[lbo-talk] Excessive Lawsuits, Gay Rights, Tort Reform, and the Incredibles

andie nachgeborenen andie_nachgeborenen at yahoo.com
Sun Nov 21 13:19:19 PST 2004



> Justin is too pessimistic. I can't see [national
health] any time
> soon
> in the US, but part of the reason for that is that
> you're
> all distracted by a minor tactical issue about a few
>
> people benefiting from lawsuits.

Oh, so now our lack of national health is my fault because I wrote a few posts about med mal caps and tort reform? Or beacuse of all those thoudsands of activists mistakenly organizing aainst tort reform when they could be winning smashing victories for national health, like we did under the Clintons? Oops. I forgot. We didn't win any such battles under the Clintons. My bad, I should not have even been thinking about tort reform.


>
> When we speak of malpractice, it doesn't generally
> refer to
> doctors butchering patients because they're drunk,
> but to
> honest professionals making mistakes.

Sigh, And you are a legal expert because? Making an honest mistake is a _defense_ to a med mal charge. Liability for malpractice requires proof to a predonderance of evidence of lack of the exercise of due care expected of a professional with ordinary expertise by local standards. So if you exercise due care but are wrong, you're not liable. You might get sued anyway and the insurance company might settle, but that won't result in a big award.

And when they
> are
> disporportionately punished for making mistakes, it
> encourages a timid conservatism that isn't
> necessarily best
> for patient care.

As opposed to the reckless indifference and wild experimentationw e might encourage by preventing meaningful damage awards? I have no idea what you are saying.
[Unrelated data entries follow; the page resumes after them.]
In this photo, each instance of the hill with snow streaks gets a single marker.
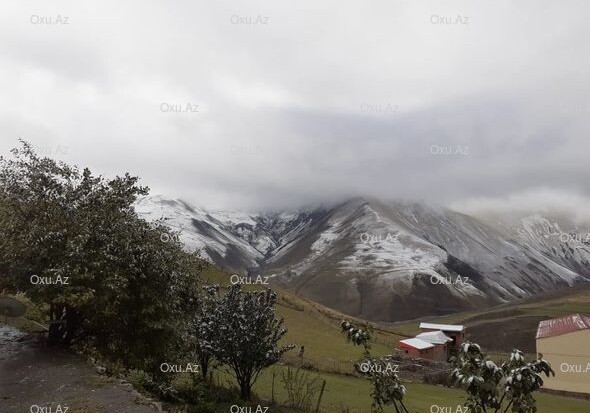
(384, 260)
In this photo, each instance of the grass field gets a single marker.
(317, 328)
(354, 393)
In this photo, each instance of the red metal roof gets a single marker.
(563, 325)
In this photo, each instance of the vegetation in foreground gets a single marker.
(129, 292)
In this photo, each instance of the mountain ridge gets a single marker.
(382, 261)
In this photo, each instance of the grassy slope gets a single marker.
(316, 327)
(511, 325)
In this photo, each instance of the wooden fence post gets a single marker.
(274, 373)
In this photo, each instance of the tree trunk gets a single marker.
(245, 389)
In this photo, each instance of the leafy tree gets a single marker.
(124, 291)
(499, 388)
(247, 334)
(357, 335)
(205, 327)
(387, 388)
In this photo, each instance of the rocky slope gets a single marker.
(384, 260)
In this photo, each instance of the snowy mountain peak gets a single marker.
(384, 260)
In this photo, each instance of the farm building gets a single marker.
(455, 332)
(565, 343)
(434, 343)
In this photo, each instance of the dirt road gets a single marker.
(35, 379)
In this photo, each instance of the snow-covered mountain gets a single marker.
(384, 260)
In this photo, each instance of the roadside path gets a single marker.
(31, 376)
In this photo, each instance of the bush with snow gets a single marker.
(489, 387)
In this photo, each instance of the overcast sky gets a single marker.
(252, 104)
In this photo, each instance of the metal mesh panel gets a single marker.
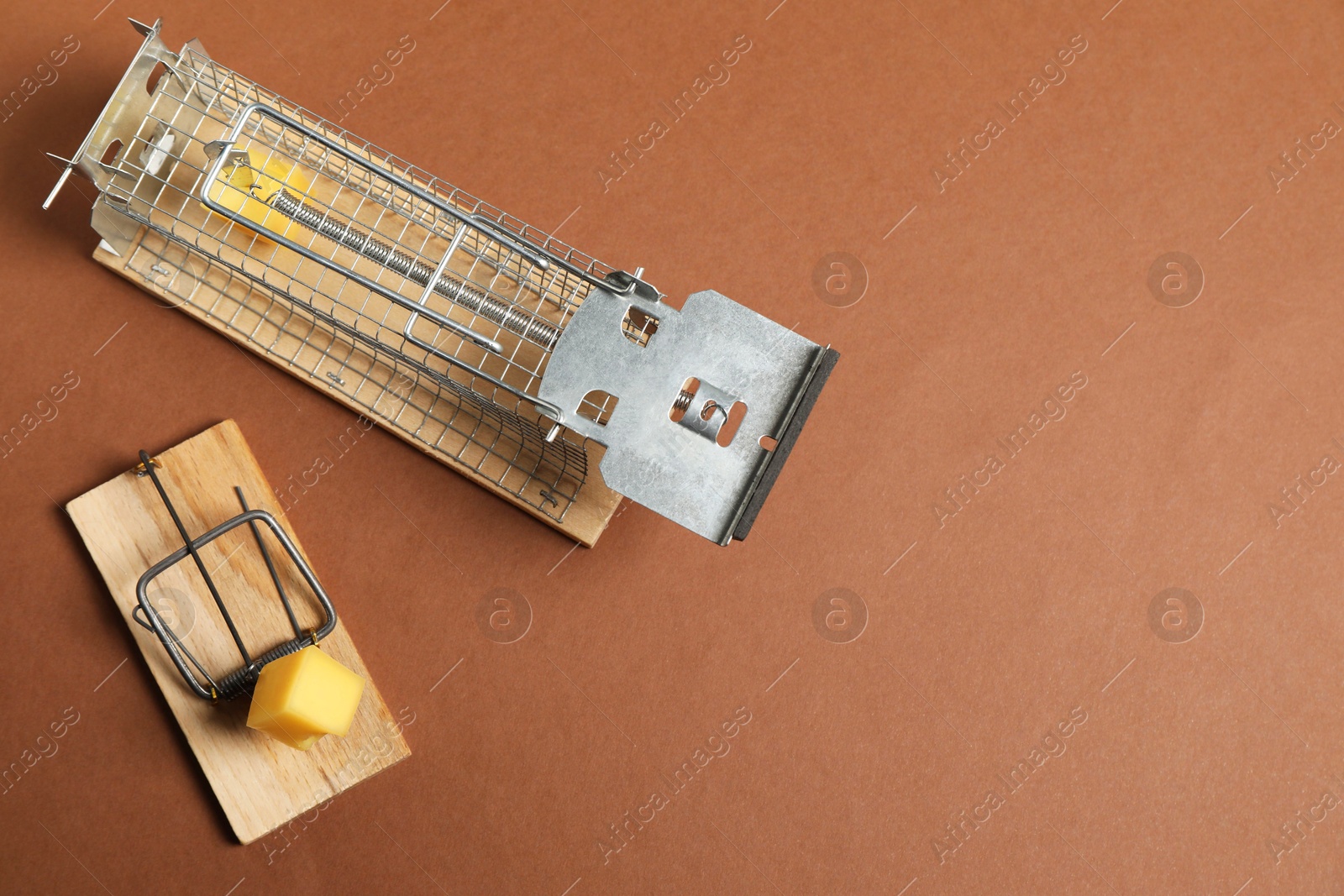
(413, 351)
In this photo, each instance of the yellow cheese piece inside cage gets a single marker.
(248, 190)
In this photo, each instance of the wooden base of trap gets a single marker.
(586, 517)
(260, 782)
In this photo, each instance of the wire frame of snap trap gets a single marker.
(414, 300)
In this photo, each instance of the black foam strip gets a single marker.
(785, 446)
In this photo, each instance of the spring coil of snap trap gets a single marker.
(241, 681)
(683, 401)
(413, 269)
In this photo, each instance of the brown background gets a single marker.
(988, 631)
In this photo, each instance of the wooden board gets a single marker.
(260, 782)
(585, 519)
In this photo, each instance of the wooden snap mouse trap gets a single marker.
(239, 631)
(558, 382)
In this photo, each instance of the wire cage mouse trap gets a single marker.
(481, 340)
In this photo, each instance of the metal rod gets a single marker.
(192, 548)
(270, 567)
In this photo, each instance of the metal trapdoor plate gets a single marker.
(678, 468)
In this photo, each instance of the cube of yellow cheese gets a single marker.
(304, 696)
(248, 190)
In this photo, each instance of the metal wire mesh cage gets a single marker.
(429, 311)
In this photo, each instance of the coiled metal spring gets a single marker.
(459, 291)
(241, 681)
(683, 401)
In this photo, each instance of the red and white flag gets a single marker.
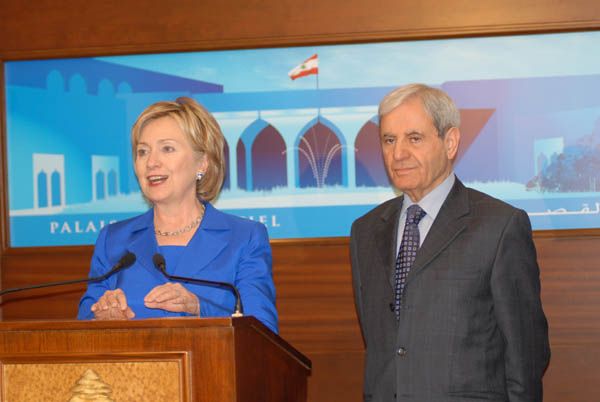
(309, 66)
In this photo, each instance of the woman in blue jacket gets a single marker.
(179, 164)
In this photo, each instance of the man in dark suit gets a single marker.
(445, 278)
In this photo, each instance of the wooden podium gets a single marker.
(173, 359)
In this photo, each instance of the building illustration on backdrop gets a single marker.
(69, 122)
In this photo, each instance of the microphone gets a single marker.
(161, 265)
(126, 261)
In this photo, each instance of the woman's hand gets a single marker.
(173, 297)
(112, 306)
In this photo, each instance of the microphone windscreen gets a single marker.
(159, 261)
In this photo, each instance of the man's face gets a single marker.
(416, 158)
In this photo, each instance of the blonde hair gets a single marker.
(202, 131)
(438, 105)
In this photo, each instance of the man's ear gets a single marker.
(451, 142)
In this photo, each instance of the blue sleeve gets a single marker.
(95, 290)
(254, 279)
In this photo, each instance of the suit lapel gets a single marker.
(210, 239)
(386, 238)
(144, 245)
(449, 223)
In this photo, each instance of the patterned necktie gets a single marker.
(407, 252)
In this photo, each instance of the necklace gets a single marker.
(184, 229)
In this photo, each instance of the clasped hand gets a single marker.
(172, 297)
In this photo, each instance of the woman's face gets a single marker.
(165, 163)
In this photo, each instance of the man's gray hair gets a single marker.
(438, 105)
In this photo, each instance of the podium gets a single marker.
(171, 359)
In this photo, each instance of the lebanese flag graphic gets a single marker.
(309, 66)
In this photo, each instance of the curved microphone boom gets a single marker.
(161, 265)
(125, 261)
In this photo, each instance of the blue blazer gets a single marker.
(224, 248)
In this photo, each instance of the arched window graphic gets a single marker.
(268, 160)
(55, 81)
(100, 185)
(112, 183)
(370, 171)
(105, 176)
(55, 188)
(106, 88)
(42, 189)
(48, 188)
(241, 157)
(124, 88)
(226, 179)
(319, 157)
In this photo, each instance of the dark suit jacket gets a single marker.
(472, 326)
(224, 248)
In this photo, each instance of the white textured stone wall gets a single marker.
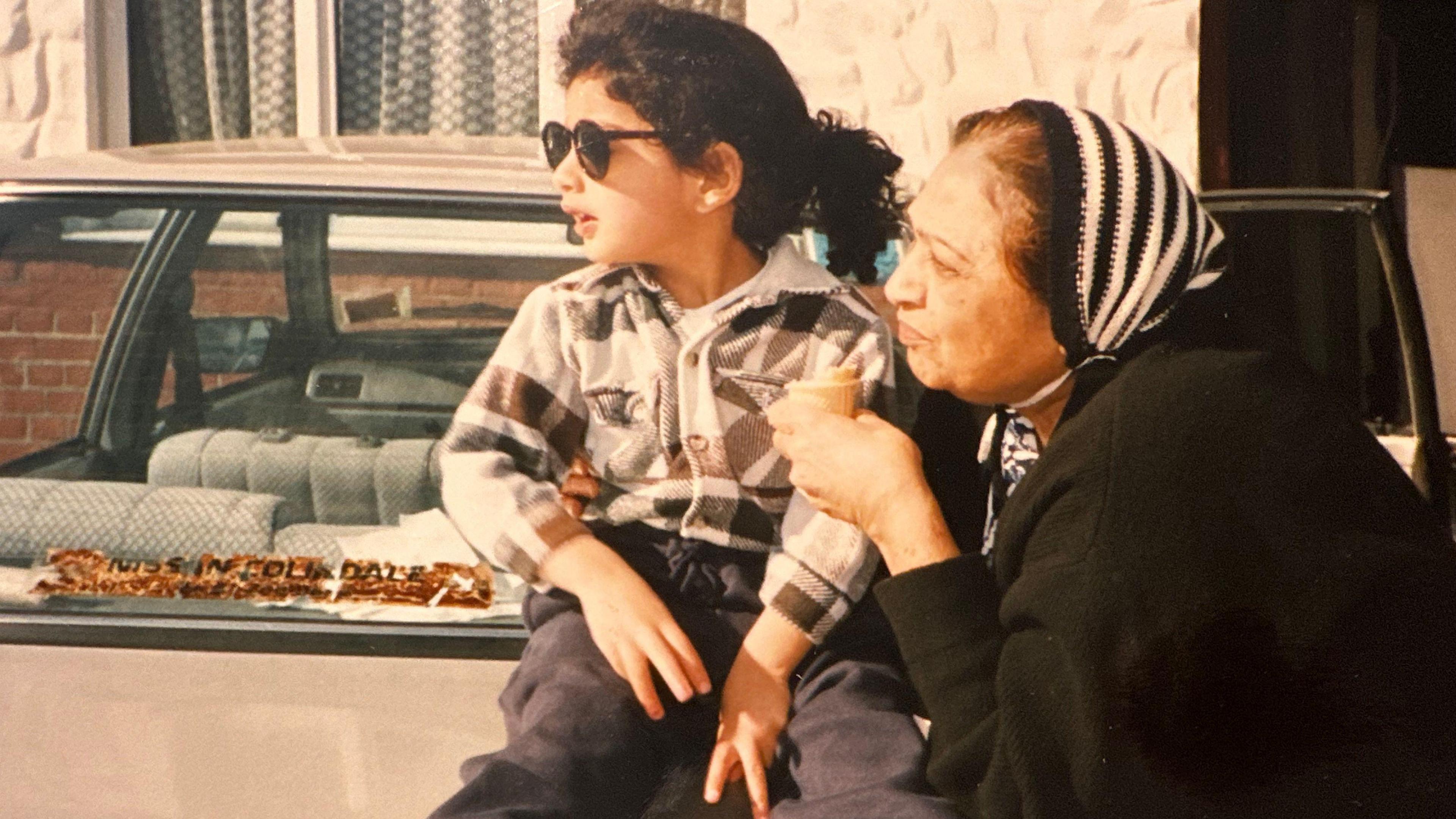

What evidence do you have that lawsuits are driving a timid medical conservatism that is bad for patients -- as opposed to HM0 cost-cutters without medical training making medical decisions from which, according to the US S.Ct, they are now pretty much immune from suit if the insurance comes with a benefit plan? This is a pretty good test cast for your theory because those guys _cannot be sued_ -- the cases are preempted under ERISA. But the immunity to suit aint any help there either.


>
> Justin:
> "Btw, in case it wasn't quite clear, I have no
> material
> interest in opposing tort reform."
>
> It wouldn't matter if you did. Tort lawyers are not
> wrong
> because they have material interests. I am
> uncomfortable with
> the way people try to disavow interest in political
> debate.
> Self-serving ideas are sometimes in the public good,
> and
> disinterested promotion of ideas can be terrible for
> the
> majority. We can only sort them out by debating the
> relative
> merits of the ideas, not the relatively
> disinterested moral
> worth of those propounding them.
>

James, I agree with you about the inevitability and legitimacy of having an interest in what you say. I thought you were saying, Oh, don't listen to Justin, he's just a lawyer, of course he'd oppose tort reform. I was noting that I'm the kind of lawyer who, if I weren't a whatever I am that participates on this list, would support tort reform. So I'm glad you were not saying that. We are of one mind on this.